GTM provides two access policy types for this scenario:

  • Geography-based: returns addresses from specified pool collections based on user region, enabling nearest-node access.

  • Latency-based: routes users to the application cluster with the lowest latency.

How it works

Assume the website is www.example.com:

  1. After you activate a GTM instance, the system automatically assigns a CNAME endpoint, such as gtm12345678.gtm-000.com.

  2. Add three server IPs (1.1.XX.XX, 2.2.XX.XX, and 3.3.XX.XX) to the GTM instance and enable health checks.

  3. Resolve www.example.com to gtm12345678.gtm-000.com using a CNAME record.

Flowchart

Process

  • An end user sends a DNS query for www.example.com to the local recursive DNS server.

  • If no cache exists, the local recursive DNS server queries the root DNS server, which returns the .com DNS server address.

  • The local recursive DNS server queries the .com DNS server, which returns the authoritative DNS server address for example.com (an Alibaba Cloud DNS server if the domain uses Alibaba Cloud DNS).

  • The local recursive DNS server queries the Alibaba Cloud DNS server, which finds that www.example.com has a CNAME record pointing to gtm12345678.gtm-000.com and returns this CNAME.

  • The local recursive DNS server queries the GTM DNS server for gtm12345678.gtm-000.com. GTM returns the final application endpoint IP based on its configured policies.

  • The local recursive DNS server returns the resolved IP to the end user and caches it for subsequent queries.

  • The end user connects directly to the application service using the resolved IP address.

Service architecture

Architecture diagram

image.png

Description

The following architecture diagram illustrates the GTM components.

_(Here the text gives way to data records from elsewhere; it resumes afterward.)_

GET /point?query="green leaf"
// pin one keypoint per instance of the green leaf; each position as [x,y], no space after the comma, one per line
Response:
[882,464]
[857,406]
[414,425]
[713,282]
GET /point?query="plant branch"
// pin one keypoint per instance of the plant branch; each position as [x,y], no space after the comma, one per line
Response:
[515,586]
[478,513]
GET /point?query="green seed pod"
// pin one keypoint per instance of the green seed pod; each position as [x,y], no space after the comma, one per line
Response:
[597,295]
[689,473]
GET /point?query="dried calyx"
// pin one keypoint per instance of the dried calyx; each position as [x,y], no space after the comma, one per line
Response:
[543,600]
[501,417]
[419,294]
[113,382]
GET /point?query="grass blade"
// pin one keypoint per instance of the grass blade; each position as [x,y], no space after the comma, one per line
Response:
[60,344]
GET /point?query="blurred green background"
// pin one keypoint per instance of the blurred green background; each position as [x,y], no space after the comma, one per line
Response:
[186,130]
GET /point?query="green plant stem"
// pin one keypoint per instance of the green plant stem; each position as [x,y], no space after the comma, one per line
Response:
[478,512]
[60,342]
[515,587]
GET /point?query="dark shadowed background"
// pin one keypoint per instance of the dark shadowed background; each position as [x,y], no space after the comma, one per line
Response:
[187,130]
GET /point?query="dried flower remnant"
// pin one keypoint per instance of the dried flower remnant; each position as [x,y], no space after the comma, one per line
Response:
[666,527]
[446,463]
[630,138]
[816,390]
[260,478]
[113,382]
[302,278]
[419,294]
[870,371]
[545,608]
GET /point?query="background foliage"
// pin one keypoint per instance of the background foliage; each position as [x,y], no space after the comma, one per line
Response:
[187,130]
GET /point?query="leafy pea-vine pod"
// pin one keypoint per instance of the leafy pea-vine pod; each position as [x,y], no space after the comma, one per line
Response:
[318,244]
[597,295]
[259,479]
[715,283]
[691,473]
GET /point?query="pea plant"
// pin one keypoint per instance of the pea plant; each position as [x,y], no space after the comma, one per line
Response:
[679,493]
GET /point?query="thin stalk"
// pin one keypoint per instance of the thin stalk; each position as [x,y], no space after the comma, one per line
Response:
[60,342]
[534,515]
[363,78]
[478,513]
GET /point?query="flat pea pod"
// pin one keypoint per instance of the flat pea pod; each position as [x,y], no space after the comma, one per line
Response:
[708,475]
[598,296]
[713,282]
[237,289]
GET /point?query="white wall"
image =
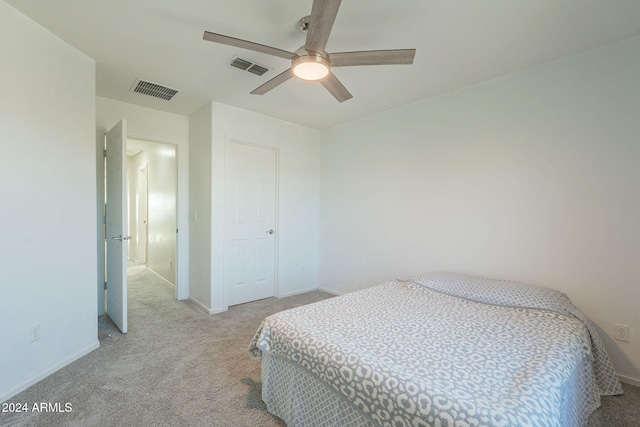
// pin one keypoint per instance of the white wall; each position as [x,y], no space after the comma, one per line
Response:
[200,207]
[298,191]
[47,212]
[531,177]
[157,126]
[160,162]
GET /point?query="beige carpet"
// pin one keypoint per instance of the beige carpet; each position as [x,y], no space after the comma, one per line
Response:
[179,366]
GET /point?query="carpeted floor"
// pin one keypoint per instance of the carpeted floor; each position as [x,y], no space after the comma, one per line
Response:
[179,366]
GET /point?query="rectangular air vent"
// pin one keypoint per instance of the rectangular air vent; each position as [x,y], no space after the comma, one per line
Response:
[153,89]
[257,69]
[249,66]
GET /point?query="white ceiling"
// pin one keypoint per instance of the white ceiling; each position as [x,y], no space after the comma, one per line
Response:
[459,43]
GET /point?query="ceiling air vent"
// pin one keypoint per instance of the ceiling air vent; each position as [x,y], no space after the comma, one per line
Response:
[153,89]
[249,66]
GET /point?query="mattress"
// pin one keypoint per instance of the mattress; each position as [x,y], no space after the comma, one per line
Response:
[439,349]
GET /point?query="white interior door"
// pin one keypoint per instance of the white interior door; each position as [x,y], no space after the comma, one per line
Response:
[116,225]
[250,226]
[142,200]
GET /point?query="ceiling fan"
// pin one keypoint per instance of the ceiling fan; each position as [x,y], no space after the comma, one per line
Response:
[311,61]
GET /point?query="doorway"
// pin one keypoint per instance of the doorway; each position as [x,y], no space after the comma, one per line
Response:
[152,214]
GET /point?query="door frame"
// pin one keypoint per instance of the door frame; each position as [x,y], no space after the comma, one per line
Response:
[142,228]
[225,233]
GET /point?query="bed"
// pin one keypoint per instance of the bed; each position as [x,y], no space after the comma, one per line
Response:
[440,349]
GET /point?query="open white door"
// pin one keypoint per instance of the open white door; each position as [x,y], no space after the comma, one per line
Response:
[116,221]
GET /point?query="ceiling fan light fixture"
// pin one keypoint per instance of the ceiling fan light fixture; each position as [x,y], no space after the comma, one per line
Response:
[310,67]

  • The DNS module resolves end-user access to primary and backup address pool collections. For example, users in the Chinese mainland access the primary collection while users outside the Chinese mainland access the backup collection. The two collections serve as mutual backups.

  • The health check module probes multiple endpoints in an address pool from multiple regions using ping, TCP, or HTTP(S).

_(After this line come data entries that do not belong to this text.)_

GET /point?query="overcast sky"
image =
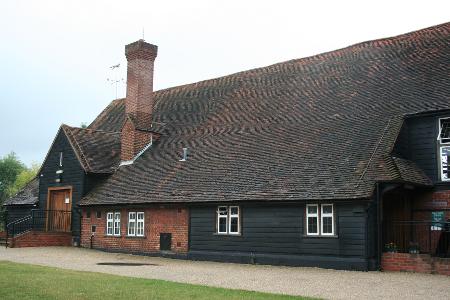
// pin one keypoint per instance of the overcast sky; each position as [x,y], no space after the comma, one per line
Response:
[55,55]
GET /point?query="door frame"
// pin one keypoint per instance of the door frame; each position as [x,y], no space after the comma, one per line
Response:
[58,188]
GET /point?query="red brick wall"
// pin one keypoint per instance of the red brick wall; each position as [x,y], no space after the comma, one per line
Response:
[158,219]
[41,239]
[421,263]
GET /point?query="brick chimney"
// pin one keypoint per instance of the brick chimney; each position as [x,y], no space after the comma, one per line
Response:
[136,132]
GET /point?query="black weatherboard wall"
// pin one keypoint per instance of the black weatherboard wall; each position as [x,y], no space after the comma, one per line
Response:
[417,142]
[276,234]
[73,175]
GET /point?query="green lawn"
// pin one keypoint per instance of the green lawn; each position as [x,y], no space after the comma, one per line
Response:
[21,281]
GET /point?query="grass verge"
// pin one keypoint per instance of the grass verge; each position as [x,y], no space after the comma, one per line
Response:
[22,281]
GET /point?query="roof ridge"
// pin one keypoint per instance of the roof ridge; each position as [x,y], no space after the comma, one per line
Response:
[69,133]
[327,54]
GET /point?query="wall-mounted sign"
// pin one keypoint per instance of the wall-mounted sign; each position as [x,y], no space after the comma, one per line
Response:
[438,218]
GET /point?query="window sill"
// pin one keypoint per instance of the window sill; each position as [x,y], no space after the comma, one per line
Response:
[135,236]
[320,236]
[227,234]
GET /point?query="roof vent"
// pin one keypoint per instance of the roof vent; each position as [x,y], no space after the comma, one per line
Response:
[184,155]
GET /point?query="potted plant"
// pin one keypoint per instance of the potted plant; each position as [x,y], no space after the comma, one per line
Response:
[413,248]
[391,247]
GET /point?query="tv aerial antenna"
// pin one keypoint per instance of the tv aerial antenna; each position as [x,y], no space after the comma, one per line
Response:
[116,80]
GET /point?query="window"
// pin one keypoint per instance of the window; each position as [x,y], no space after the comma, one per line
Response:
[312,219]
[327,221]
[444,131]
[322,219]
[132,223]
[109,223]
[228,220]
[117,223]
[113,223]
[136,224]
[140,224]
[445,153]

  • If an endpoint in the primary collection fails, the health check module detects it and notifies the DNS module, which temporarily removes the unhealthy address. When the endpoint recovers, the DNS module restores it to the response list.

  • If the primary collection fails, GTM switches Chinese mainland users to the backup collection ("secondaryAddresspoolSet") based on the failover policy. Similarly, if the backup collection fails, GTM switches users outside the Chinese mainland to the primary collection ("primaryAddressPoolSet").

This ensures end users automatically reach the optimal application endpoint for continuous, uninterrupted access.

System architecture

GTM consists of a control layer and a resolution layer:

  • Control layer: provides services through the console and OpenAPI for managing DNS resolution data, configuration, monitoring, and logs. Deployed in the China (Zhangjiakou) region.

  • Resolution layer: a globally deployed cluster of DNS servers that receives records distributed from the control layer and responds to DNS queries. Nodes are deployed across major continents and regions worldwide.